Mas nem mesmo isso é suficiente.
Como tampouco é cobrir espelhos com lençóis
para ser invisíveis. Sobretudo, isso.
E que tudo que perdemos na vida,
perdemos por não executar a tempo,
há muito tempo, um adágio, uma saudação
ou um gesto
. de cumplicidade.
ESTRANHA FORMA DE AMAR AO PRÓXIMO
Queridos arqueólogos do ressentimento:
enterradas na viva cal dos olhos
encontrem suas melhores virtudes.
Amigos que vivem dias de vinho e rosas,
por favor, não me escrevam mais
para me avisar o bem que todos vão.
O pacto de amizade que firmamos
não recorre cláusula semelhante.
Eu coleciono adesivos e desgraças,
a maldade, o grosseiro comportamento de suas proles,
fotos dos locais
onde seus cães e gatos se afogaram.
Conta-me quantos parentes se foram
negando herança alguma.
Quão tristes estão desde que sua amante
desapareceu sem deixar vestígio.
Mantenha-me informado sobre enfermidades incuráveis,
de seu vício a drogas pesadas e leves,
do cansado e insuficiente de suas vidas,
desse prêmio à crítica
que, imerecidamente, não lhe foi concedido.

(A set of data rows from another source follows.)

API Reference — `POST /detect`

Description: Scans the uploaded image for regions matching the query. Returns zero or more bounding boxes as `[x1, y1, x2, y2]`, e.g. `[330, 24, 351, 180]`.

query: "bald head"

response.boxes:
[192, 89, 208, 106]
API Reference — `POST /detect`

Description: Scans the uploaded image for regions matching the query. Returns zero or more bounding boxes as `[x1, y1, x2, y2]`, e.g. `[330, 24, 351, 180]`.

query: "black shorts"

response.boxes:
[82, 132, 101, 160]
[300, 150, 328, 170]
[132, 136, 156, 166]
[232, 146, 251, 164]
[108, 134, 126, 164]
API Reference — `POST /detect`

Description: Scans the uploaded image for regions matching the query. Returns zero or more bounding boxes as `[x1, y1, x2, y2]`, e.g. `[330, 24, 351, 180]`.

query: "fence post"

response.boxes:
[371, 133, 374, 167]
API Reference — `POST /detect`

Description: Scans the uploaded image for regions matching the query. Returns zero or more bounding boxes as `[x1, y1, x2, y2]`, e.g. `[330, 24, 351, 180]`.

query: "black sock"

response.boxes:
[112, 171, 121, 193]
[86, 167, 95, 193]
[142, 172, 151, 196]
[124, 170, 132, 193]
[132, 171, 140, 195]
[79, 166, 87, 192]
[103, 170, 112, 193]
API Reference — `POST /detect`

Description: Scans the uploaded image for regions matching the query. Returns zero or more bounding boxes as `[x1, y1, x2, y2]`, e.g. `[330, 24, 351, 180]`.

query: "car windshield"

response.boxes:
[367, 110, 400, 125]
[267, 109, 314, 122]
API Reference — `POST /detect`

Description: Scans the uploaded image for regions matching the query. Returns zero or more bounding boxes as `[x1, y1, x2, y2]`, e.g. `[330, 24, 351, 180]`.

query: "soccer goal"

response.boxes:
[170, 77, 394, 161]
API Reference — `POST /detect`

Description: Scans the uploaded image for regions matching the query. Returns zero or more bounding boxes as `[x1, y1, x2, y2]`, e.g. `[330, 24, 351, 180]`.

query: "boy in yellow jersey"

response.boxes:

As coisas estão muito mal, por favor os peço:
Não mostrem em público sua ostentosa alegria,
porque do contrário alguém (talvez eu mesmo),
pode entrar de noite em sua casa
com um rifle para caçar veado,
para cobrar a dívida.
E acredita-me: Já que os amei,
essa a última coisa que os desejaria.
NOTA DE RODAPÉ
Uma foto sem truque. Uma garota
cruza o rio com a ajuda de um anjo.
Uma garota alegre e com tranças, que ri
de algo que não lembrará quando recuperar a foto,
e que não imagina até mesmo
tudo que aparece em seu caminho.
E que ainda sim se lembra,
que era ela a garota alegre e com tranças da foto,
e que preferiria estar chorando na imagem,
sempre quando isso
lhe trouxesse alguma felicidade
baseada em razões que alguém lembra
em um futuro sem fotografias.
A PRIMA DE SYLVIA PLATH
Caminhava segura de si mesma,
confiando no chão que pisava,
a forma de se vestir também era radiante, enérgica,
pura felicidade: jaqueta escandalosas, calças folgadas.
Despediu-se de mim da sacada
quando me viu indo trabalhar.
Ombro que suportava nosso ânimo decaído,
sempre disposta a um café se te chamávamos,
tão agradecida com tudo que a vida lhe deu
quanto pelo o que conseguiu por méritos.
Nunca nos esfregou os seus problemas,
nunca vi sair qualquer reclamação de seus lábios.
Rosto alegre, relaxado;
Em seus olhos, uma candura que durava desde a pré-história.
E sabe o que é o que mais me incomoda?
Que são aqueles como você, que, no final,
levantam o cotovelo e juntam a corda em argolas
para resgatar os náufragos,
para que com essa corda
possam se pendurar no alto de um galho.
*Poemas do livro “Alguém está na escada de incêndios”, El Gaviero Ediciones, 2008.